In terms of families, poverty incidence is 16.4 percent or 4.51 million families. To live like human beings, each family of five must earn P13,800 a month. They don’t earn that money.

Ironically, the Philippines exports more money than what it receives as investments, OFW remittances, loans and profits from investments abroad. The net trade in goods and services shows a deficit of $54 billion per year.

The BBM administration needs to repurpose its packaging of the Philippines. Bagong Pilipinas helps. It rallies the people to a common vision. Marcos Jr.’s unusual popularity helps sell the Philippines as an investment destination.

BBM has also assembled a solid economic team led by Finance Secretary Ralph Recto and property tycoon Frederick D. Go, the Presidential Adviser on Investment and Economic Affairs. Ralph is a veteran politician who has profound but practical ideas on growth and prosperity.

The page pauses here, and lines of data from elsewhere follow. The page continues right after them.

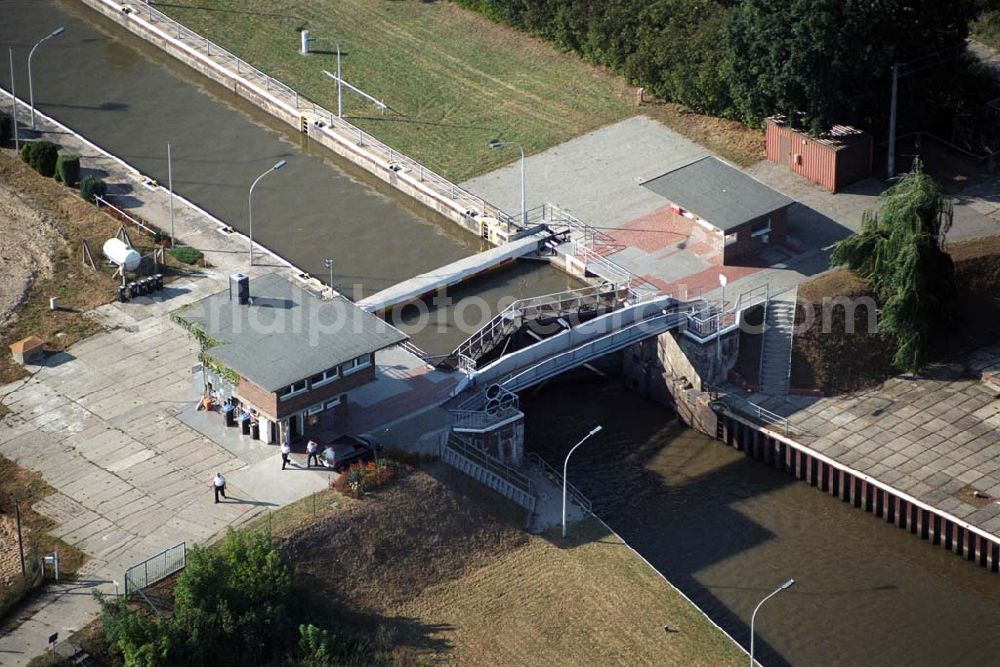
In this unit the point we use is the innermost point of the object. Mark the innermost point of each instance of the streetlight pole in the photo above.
(593, 431)
(785, 586)
(170, 186)
(31, 89)
(496, 143)
(13, 102)
(278, 165)
(891, 161)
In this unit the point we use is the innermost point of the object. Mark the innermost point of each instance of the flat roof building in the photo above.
(740, 213)
(288, 355)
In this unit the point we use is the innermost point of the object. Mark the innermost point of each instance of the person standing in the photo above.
(312, 449)
(219, 484)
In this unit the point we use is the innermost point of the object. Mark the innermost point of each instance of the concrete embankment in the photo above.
(470, 212)
(913, 484)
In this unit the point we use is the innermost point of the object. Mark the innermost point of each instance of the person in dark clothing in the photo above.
(312, 449)
(219, 485)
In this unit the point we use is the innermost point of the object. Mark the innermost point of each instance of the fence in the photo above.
(345, 131)
(155, 568)
(495, 474)
(121, 215)
(554, 475)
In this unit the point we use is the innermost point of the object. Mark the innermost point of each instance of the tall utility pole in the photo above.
(170, 185)
(891, 162)
(20, 539)
(13, 102)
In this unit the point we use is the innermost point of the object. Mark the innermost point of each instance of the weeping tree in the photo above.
(900, 250)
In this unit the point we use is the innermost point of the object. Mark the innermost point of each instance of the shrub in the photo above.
(91, 187)
(361, 478)
(186, 254)
(68, 169)
(44, 157)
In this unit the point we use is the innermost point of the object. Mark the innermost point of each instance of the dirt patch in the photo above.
(52, 222)
(830, 355)
(732, 140)
(25, 243)
(830, 358)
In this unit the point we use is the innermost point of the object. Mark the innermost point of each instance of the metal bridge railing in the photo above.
(155, 568)
(346, 132)
(554, 304)
(556, 476)
(512, 476)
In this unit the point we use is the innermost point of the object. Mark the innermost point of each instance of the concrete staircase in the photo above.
(776, 350)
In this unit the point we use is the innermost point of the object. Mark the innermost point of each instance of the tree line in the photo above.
(830, 60)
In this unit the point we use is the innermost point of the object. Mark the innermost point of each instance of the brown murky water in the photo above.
(727, 530)
(131, 99)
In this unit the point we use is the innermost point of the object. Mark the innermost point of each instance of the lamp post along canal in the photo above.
(31, 88)
(593, 431)
(278, 165)
(785, 586)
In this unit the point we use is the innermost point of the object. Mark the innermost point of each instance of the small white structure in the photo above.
(121, 255)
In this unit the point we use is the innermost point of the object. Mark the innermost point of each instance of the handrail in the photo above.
(553, 474)
(612, 342)
(346, 132)
(500, 322)
(510, 475)
(101, 201)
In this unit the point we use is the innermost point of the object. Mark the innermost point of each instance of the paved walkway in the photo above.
(596, 177)
(101, 423)
(936, 438)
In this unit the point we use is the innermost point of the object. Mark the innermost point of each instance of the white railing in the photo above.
(710, 321)
(577, 356)
(123, 216)
(557, 303)
(555, 476)
(345, 131)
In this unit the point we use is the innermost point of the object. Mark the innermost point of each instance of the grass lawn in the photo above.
(452, 79)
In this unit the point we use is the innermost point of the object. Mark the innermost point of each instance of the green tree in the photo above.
(831, 60)
(900, 251)
(233, 605)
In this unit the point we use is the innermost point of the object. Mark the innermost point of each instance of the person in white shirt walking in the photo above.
(219, 484)
(312, 449)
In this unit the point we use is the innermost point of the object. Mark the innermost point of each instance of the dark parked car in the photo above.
(349, 449)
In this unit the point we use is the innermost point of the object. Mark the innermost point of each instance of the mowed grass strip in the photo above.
(452, 79)
(592, 602)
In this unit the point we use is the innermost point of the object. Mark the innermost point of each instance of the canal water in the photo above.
(131, 99)
(727, 530)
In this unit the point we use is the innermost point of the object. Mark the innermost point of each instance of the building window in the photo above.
(291, 390)
(325, 377)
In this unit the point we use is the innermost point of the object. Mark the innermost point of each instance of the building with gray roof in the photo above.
(284, 353)
(743, 213)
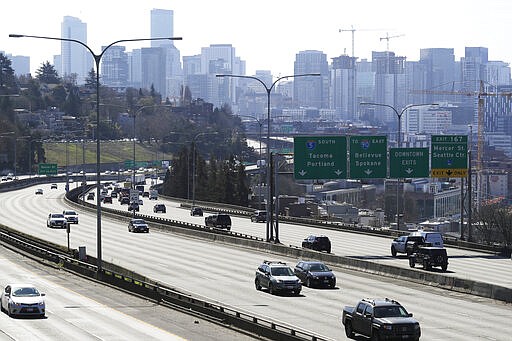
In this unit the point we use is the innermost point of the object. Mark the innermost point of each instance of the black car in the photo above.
(429, 256)
(196, 211)
(159, 208)
(138, 225)
(380, 319)
(315, 274)
(317, 243)
(259, 216)
(222, 221)
(133, 207)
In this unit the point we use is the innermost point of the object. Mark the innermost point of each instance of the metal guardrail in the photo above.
(151, 289)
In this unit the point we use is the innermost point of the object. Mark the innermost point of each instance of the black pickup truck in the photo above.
(380, 319)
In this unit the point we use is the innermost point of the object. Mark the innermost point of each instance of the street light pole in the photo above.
(97, 60)
(269, 176)
(399, 142)
(260, 123)
(194, 164)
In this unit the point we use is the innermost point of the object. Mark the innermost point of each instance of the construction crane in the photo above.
(353, 30)
(480, 95)
(387, 37)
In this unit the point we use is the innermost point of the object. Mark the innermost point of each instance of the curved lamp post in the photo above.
(399, 139)
(268, 90)
(97, 60)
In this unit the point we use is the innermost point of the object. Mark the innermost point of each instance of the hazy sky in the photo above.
(267, 34)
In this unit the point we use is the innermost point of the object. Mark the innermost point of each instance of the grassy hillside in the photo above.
(111, 151)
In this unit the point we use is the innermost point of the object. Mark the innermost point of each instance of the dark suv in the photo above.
(222, 221)
(196, 211)
(159, 208)
(259, 216)
(313, 273)
(277, 277)
(380, 319)
(317, 243)
(429, 256)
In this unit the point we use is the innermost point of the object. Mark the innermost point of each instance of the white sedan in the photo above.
(22, 299)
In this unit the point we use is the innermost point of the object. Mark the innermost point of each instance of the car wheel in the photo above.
(271, 290)
(375, 335)
(348, 329)
(426, 265)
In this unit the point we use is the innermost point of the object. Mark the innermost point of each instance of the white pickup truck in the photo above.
(71, 216)
(56, 220)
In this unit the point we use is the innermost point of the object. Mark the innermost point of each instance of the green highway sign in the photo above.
(128, 164)
(47, 169)
(408, 162)
(449, 156)
(320, 157)
(368, 157)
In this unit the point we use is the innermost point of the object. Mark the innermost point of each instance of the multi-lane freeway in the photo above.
(225, 273)
(80, 309)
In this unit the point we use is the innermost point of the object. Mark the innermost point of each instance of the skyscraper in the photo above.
(311, 91)
(162, 21)
(168, 83)
(75, 59)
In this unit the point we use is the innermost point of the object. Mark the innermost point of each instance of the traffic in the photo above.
(225, 273)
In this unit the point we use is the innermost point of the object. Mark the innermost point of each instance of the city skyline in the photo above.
(296, 28)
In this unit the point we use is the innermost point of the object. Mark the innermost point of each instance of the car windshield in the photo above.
(281, 271)
(318, 267)
(390, 311)
(25, 292)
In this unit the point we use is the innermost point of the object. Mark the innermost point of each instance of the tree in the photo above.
(72, 104)
(7, 78)
(47, 74)
(90, 81)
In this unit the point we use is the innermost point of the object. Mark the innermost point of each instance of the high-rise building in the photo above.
(221, 59)
(162, 21)
(342, 80)
(20, 64)
(390, 83)
(114, 67)
(311, 91)
(75, 59)
(162, 26)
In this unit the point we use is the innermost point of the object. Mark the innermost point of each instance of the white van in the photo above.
(432, 237)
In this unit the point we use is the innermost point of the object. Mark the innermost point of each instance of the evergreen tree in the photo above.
(7, 79)
(90, 81)
(47, 74)
(72, 104)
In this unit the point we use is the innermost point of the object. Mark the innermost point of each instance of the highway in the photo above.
(462, 263)
(225, 273)
(79, 309)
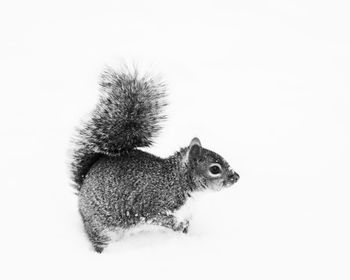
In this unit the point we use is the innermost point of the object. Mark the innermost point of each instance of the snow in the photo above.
(263, 83)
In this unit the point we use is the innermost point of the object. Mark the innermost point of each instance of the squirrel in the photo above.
(120, 186)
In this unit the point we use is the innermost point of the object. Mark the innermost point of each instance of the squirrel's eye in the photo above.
(215, 169)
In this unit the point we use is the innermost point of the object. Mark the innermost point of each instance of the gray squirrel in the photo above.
(120, 186)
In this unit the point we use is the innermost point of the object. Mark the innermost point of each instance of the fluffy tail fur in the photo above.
(127, 116)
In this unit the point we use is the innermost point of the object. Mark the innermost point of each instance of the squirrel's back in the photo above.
(127, 116)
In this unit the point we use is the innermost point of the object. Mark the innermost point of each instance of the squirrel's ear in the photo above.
(195, 148)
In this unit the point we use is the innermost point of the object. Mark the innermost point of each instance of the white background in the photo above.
(263, 83)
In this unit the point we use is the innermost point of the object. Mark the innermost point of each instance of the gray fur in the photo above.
(121, 186)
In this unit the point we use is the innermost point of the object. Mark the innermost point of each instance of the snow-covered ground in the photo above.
(264, 83)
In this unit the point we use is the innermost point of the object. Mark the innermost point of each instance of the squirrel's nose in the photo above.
(233, 177)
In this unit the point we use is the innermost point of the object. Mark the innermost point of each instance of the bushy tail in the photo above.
(127, 116)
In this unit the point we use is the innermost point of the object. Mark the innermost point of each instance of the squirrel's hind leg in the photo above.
(96, 234)
(171, 222)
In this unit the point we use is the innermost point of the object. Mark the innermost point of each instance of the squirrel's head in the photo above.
(207, 169)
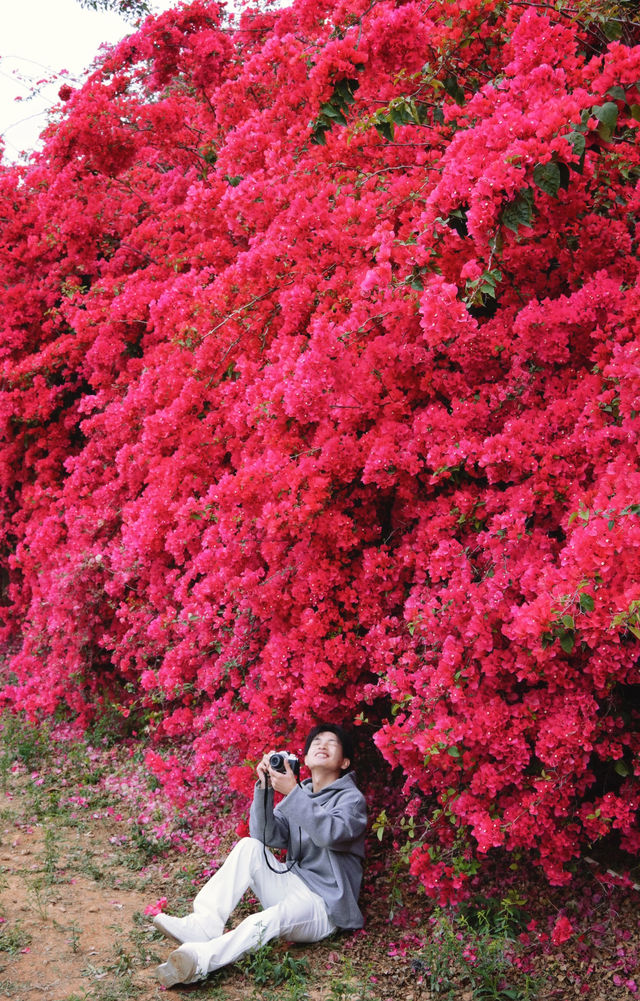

Deck Go, meanwhile, built the Gokongwei Group’s real estate conglomerate, virtually from scratch, into a sprawling P76 billion in market cap (peak of P82 billion in March). First quarter revenues rose 19 percent to P11 billion, profits up 21 percent to P3.34 billion and EBITDA (earnings before interest, tax and depreciation) swelled 53 percent to an all-time high of P6.15 billion.

The Marcos II administration thus knows both the politics and economics of growth, particularly growth with equity or inclusion. Growth must trickle down to the 25 million Filipinos too poor to afford their three meals a day, instead of empowering some more the 100 families who have ruled this country in the last 100 years.

Recto promises a single digit poverty incidence by the end of BBM’s presidency on June 30, 2028, what he calls “the turning point when the Philippines achieves genuine inclusive growth for Filipinos.”

“The Philippines is ASEAN’s brightest star,” gushes Ralph, with economic growth rising 6.2 percent since BBM became president.

This year, GDP growth will be between 5.8 and 6.3 percent, rising to 5.9-6.5 percent in 2025. Already, GDP or the value of economic production is $435.68 billion today. Recto says that will rise to $1 trillion – 1,000 billion dollars – in 2023, thanks to reforms the BBM government is now undertaking.

For his part, Deck Go will be the guest of honor and speaker of the Manila Overseas Press Club at 6 p.m. on June 25, Tuesday, at the Fairmont Hotel ballroom, with prominent personalities in government, business and media in attendance.

Secretary Deck is expected to update his audience on the investment outlook and today’s business climate.